Exposing task configurations
Although information on task configurations is readily available from Herder instances, there has yet to be a convincing use case for exposing information on task configurations to REST extensions. This functionality can always be added later in a separate KIP; for now, we'll err on the side of caution and not add support for a feature that may not be used by anyone.
Query the Connect REST API from within the extension itself
For example, to compare a new configuration for a connector to its current configuration, make a
GET request to
/connectors/<connName>/ and read the current connector configuration from the response. Rejected because the Connect worker's REST interface may be restricted for security purposes, and requiring users to provide extra security configuration information to a REST extension would be painful and may not be possible in all circumstances. Implementation would also be more difficult for writers of the REST extension than necessary. Additionally, if this were a recommended means of collecting information about a Connect cluster from within a REST extension, the
ConnectClusterState interface in its current form would be entirely redundant.
Create an AdminClient
To deduce the Kafka cluster ID, create an
AdminClient based on the worker configuration properties provided to the extension in its
configure(...) method, then get the cluster ID using that client. Rejected because, like above, implementation would be more difficult for writers of the REST extension than necessary.

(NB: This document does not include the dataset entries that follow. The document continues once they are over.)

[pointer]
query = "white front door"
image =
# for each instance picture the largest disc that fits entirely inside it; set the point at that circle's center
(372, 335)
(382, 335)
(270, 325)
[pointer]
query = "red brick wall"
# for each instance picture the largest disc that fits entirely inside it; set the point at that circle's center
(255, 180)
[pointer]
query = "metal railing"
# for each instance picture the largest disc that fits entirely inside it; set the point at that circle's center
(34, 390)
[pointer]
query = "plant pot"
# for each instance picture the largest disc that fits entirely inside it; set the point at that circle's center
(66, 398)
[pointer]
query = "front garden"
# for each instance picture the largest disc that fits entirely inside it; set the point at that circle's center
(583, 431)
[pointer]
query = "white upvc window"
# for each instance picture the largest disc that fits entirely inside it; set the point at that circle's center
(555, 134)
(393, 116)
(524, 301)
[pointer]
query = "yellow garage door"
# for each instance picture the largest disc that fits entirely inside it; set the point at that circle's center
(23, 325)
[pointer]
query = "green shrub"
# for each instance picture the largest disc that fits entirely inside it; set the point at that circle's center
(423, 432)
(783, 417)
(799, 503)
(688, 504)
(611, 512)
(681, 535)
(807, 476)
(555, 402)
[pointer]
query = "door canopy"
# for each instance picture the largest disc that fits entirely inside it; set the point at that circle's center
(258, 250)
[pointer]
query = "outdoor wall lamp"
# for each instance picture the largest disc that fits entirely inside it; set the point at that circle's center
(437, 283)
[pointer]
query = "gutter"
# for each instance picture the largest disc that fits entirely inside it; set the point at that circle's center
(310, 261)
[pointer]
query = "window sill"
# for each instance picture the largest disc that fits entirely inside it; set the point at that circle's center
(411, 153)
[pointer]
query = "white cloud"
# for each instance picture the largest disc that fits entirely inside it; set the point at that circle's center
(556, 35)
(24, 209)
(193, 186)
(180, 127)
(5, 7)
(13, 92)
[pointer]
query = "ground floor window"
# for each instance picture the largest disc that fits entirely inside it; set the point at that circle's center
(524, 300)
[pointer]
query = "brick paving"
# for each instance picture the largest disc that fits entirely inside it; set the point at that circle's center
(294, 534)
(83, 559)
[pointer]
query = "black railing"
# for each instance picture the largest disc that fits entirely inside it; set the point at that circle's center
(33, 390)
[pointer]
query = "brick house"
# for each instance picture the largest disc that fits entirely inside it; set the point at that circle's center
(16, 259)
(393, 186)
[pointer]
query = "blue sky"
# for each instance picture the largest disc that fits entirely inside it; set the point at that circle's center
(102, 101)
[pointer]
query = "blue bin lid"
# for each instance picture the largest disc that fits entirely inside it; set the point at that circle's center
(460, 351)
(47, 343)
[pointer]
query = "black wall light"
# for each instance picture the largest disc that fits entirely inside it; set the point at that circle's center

Consume from the Connect configuration topic
To deduce the configurations of connectors and tasks, read directly from the
config.storage.topic. Rejected because, like above, implementation would be more difficult for writers of the REST extension than necessary. Also, as with the rejected alternative of querying the Connect REST API from within the extension itself, if this were a recommended means of collecting information about a Connect cluster from within a REST extension, the status information of connectors could be read from the
status.storage.topic, and the
ConnectClusterState.connectorHealth(...) method would be partially if not entirely redundant.